Basic Chicken Soup


Everyone has their own favorite chicken soup recipe, but rarely has so few ingredients added up to so much comfort. This version has classic flavors and, thanks to a simplified method, cooks more quickly than traditional chicken soups (the dish is ready in a little over an hour). There's no need to make a separate stock; the vegetables and meat form their satisfying broth.

Servings:

6

Ingredients

1 whole chicken (about 4 pounds), cut into pieces (including back)

8 cups water

Coarse salt

3 medium onions, thinly sliced (4 cups)

2 celery stalks, sliced crosswise 1/4 inch thick

4 garlic cloves, crushed

6 medium carrots, sliced 1/2 inch thick

Method

  1. Bring chicken, water, and 1 tablespoon salt to a boil in a large stockpot.
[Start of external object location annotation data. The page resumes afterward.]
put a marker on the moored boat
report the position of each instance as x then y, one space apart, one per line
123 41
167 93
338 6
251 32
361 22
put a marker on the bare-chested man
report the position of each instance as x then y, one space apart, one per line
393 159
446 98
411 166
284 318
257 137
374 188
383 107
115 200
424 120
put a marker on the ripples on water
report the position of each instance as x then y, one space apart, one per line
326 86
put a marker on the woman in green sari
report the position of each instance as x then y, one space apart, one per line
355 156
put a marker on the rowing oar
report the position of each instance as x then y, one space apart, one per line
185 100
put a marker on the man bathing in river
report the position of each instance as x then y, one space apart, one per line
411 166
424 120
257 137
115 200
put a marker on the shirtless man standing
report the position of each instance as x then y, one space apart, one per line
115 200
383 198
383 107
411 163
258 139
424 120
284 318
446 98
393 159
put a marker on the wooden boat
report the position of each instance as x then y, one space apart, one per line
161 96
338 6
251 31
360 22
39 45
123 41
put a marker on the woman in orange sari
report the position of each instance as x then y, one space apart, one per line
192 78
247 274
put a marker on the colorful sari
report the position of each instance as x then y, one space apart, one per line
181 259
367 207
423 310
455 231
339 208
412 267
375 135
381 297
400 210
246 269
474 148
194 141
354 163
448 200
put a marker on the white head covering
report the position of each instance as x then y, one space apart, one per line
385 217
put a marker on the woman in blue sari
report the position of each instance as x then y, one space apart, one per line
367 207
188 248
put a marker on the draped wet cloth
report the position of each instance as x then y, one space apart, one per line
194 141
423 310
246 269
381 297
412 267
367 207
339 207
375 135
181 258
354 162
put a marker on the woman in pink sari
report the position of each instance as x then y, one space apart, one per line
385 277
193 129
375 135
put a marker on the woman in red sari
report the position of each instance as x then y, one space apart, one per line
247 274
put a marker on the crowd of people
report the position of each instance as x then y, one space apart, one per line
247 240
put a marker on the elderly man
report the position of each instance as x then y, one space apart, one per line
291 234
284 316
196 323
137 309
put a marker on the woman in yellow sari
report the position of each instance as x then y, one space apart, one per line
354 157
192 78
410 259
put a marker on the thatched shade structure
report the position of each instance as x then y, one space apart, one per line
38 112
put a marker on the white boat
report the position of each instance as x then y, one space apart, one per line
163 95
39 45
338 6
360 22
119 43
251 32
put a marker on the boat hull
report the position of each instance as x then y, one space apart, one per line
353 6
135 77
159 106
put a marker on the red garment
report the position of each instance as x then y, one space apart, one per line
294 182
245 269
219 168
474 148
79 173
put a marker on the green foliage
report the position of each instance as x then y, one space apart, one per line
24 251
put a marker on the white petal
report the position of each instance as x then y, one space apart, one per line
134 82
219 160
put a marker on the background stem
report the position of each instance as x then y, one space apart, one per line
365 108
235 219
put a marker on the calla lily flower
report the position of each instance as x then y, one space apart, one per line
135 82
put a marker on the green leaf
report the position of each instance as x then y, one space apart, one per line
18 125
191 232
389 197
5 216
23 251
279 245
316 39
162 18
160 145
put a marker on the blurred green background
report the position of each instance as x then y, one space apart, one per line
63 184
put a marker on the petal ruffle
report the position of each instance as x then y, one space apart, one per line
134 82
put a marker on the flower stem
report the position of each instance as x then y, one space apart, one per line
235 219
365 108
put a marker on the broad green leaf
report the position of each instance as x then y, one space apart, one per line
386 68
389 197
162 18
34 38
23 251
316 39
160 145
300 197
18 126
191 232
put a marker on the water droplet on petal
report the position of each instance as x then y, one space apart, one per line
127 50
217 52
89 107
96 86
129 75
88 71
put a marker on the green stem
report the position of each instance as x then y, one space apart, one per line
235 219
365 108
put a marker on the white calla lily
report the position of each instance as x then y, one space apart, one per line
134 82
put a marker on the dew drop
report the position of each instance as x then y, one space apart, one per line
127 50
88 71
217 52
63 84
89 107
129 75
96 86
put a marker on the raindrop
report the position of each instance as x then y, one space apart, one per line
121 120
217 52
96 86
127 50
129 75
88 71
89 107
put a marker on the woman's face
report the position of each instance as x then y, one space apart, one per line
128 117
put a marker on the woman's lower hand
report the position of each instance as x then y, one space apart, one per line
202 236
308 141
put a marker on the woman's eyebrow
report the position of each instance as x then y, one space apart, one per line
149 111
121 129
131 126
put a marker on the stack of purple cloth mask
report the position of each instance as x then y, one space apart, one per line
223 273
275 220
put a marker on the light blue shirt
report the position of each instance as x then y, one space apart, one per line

Skim foam. Add onions, celery, and garlic. Reduce heat. Simmer, partially covered, for 30 minutes.
  2. Remove breast, and set aside. Add carrots. Simmer, partially covered, for 40 minutes.
  3. Remove remaining chicken; discard back and wings. Let cool slightly. Remove meat from bones, and cut it into bite-size pieces.
  4. Stir in the desired amount of chicken; reserve the rest for another use. Skim fat. Season with salt.